To evaluate the right-hand-side of the equations 23 and 24, both the chemical potential $\mu$ and the quasi-equilibrium temperature $T_{\mathrm{el}}$ must be calculated dynamically. $T_{\mathrm{el}}$ is uniquely determined by the electron density and the total electron energy density of the current distribution $\{f_{k}\}$ and $\mu$ is uniquely determined by the electron density (for a given $T_{\mathrm{ph}}$ ). Hence, both can be obtained by solving the optimization problem of matching the density and total energy density of the quasi-Fermi distribution to the current electron distribution. The optimizations are solved iteratively via Newton’s method. Note that this process requires multiple evaluations of the Fermi function, which represents the largest contribution to the computational costs of this approximation.
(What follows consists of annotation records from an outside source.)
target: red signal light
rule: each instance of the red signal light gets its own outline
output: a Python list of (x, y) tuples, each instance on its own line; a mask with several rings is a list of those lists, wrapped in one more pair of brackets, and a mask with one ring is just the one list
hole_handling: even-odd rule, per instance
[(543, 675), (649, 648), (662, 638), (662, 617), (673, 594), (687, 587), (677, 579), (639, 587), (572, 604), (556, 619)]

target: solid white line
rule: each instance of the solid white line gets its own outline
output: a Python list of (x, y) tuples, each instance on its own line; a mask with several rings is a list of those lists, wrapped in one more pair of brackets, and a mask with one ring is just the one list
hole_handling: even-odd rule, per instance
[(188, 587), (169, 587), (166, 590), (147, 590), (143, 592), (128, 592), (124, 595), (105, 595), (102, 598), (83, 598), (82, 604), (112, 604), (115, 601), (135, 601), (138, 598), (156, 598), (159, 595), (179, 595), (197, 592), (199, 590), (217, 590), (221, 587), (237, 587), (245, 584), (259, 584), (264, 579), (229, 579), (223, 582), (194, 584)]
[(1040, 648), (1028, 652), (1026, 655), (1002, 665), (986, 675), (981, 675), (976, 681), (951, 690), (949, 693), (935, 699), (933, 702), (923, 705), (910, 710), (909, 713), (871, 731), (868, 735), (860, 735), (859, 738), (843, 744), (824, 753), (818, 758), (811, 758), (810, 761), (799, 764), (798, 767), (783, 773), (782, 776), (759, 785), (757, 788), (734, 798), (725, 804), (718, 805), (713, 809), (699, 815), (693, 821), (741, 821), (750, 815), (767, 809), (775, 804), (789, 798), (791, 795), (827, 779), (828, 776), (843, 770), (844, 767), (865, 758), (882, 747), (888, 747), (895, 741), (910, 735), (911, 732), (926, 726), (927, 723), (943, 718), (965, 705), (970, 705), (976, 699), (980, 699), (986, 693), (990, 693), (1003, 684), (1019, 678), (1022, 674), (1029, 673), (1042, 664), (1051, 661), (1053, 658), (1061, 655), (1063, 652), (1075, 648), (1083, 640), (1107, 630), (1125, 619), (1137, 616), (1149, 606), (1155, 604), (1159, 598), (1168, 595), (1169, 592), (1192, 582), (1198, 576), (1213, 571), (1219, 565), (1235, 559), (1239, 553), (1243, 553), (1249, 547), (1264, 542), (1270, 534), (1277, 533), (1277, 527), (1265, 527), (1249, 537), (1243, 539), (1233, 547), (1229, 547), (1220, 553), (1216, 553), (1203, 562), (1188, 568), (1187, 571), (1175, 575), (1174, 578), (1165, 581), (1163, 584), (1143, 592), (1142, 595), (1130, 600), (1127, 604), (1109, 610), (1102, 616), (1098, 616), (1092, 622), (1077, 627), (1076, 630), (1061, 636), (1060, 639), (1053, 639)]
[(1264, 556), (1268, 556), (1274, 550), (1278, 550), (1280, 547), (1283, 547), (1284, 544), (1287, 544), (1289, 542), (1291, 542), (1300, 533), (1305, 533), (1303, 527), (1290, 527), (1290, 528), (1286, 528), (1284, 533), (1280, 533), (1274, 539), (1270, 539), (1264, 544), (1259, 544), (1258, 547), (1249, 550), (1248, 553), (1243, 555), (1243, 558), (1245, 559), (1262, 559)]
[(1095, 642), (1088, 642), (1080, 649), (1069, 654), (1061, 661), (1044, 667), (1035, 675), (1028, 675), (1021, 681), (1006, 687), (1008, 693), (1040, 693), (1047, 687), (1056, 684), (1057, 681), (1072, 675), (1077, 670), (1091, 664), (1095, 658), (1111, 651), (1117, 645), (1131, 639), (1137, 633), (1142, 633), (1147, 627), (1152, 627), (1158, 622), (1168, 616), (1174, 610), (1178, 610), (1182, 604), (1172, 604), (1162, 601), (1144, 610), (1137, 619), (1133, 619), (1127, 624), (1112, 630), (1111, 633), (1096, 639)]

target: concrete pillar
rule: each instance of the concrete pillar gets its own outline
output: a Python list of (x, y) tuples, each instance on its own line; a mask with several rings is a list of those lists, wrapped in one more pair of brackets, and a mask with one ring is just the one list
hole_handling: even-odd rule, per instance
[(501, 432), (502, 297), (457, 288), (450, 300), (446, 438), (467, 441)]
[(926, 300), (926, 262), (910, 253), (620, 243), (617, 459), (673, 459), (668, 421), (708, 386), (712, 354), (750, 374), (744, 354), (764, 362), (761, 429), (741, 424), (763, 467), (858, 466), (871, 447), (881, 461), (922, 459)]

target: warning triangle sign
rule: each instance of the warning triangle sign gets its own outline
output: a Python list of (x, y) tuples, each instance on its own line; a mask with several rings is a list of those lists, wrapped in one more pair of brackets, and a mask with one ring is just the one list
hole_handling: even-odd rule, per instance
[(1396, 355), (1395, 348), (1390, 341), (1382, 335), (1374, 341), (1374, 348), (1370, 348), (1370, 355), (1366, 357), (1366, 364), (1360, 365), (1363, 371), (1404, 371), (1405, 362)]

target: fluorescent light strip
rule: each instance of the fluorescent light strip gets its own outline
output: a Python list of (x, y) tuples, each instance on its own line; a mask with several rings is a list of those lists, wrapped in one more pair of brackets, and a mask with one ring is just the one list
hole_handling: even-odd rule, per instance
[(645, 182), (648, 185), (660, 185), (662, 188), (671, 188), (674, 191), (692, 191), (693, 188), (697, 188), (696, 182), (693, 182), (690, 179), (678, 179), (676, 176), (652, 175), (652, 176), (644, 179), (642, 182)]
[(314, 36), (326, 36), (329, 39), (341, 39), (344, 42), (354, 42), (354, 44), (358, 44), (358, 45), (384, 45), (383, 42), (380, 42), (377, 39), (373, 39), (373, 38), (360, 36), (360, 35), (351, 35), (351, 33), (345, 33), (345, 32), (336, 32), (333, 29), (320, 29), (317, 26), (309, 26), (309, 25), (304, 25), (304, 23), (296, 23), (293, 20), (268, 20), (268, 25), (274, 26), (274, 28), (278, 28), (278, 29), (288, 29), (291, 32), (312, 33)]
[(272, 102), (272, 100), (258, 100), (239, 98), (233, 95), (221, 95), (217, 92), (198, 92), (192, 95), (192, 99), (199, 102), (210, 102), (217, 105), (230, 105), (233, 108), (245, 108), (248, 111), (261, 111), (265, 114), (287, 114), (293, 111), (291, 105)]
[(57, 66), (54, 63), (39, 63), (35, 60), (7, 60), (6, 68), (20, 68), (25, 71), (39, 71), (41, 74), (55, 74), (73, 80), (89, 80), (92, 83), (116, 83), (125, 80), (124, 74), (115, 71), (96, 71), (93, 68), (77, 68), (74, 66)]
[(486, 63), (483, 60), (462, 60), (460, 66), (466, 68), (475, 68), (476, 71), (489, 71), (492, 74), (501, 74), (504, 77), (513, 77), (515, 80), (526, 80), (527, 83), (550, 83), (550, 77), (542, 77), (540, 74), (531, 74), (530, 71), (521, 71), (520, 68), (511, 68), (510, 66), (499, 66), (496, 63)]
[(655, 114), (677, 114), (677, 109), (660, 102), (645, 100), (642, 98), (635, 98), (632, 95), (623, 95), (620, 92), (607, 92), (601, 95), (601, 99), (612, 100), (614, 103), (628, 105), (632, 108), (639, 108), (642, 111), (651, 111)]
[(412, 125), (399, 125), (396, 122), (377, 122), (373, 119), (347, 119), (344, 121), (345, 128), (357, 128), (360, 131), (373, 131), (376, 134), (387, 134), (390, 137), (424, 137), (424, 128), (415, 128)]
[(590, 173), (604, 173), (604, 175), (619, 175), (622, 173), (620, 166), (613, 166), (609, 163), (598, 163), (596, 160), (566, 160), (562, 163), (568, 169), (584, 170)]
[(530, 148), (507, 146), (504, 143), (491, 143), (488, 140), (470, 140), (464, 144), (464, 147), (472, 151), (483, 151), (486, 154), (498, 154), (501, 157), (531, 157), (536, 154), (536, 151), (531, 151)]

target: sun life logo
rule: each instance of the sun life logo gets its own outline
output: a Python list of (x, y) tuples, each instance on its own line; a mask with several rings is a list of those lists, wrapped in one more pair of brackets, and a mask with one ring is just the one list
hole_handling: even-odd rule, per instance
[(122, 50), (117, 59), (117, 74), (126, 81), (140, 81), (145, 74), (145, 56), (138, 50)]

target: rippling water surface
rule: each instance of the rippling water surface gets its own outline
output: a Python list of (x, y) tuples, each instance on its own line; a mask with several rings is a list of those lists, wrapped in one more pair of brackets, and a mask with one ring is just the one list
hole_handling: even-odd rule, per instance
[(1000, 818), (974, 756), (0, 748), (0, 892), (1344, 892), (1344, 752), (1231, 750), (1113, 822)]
To setup the two-temperature approximation, one must also determine the time constants $\tau_{\mathrm{el}}$ and $\tau_{\mathrm{ph}}$ . Since, we have the microscopic model at hand, we treat the time constants as fit parameters, which are to be determined from a sample trajectory. For that purpose, we simulate the electron-phonon system without the photon intensity. The phonons are initialized with a $T=300\,\mathrm{K}$ Bose-Einstein distribution and the electrons with an out-of-equilibrium Gaussian distribution. The electron-phonon interactions then drives the coupled system towards an equilibrium state, which is characterized by a common temperature.

Figure 6 plots the quasi-equilibrium temperature of the electrons (red) and the phonons (blue) with solid lines as a function of time. These temperatures are obtained by fitting Fermi/Bose distributions to the electron and phonon distributions as described above. We compute the combined phonon temperature $T_{\mathrm{ph}}$ as the mean of the two optical branches. The acoustic branches are neglected, because their much smaller excitation energies lead to temperature dynamics much slower than the considered $10\,\mathrm{ps}$ . For this time interval, we thereby obtain a better approximation for collision term in the electron equation. For the given parameters, the phonons absorbs energy from the hot electrons and both relax towards the common equilibrium temperature of $T_{\mathrm{eq}}\approx 429\,\mathrm{K}$ .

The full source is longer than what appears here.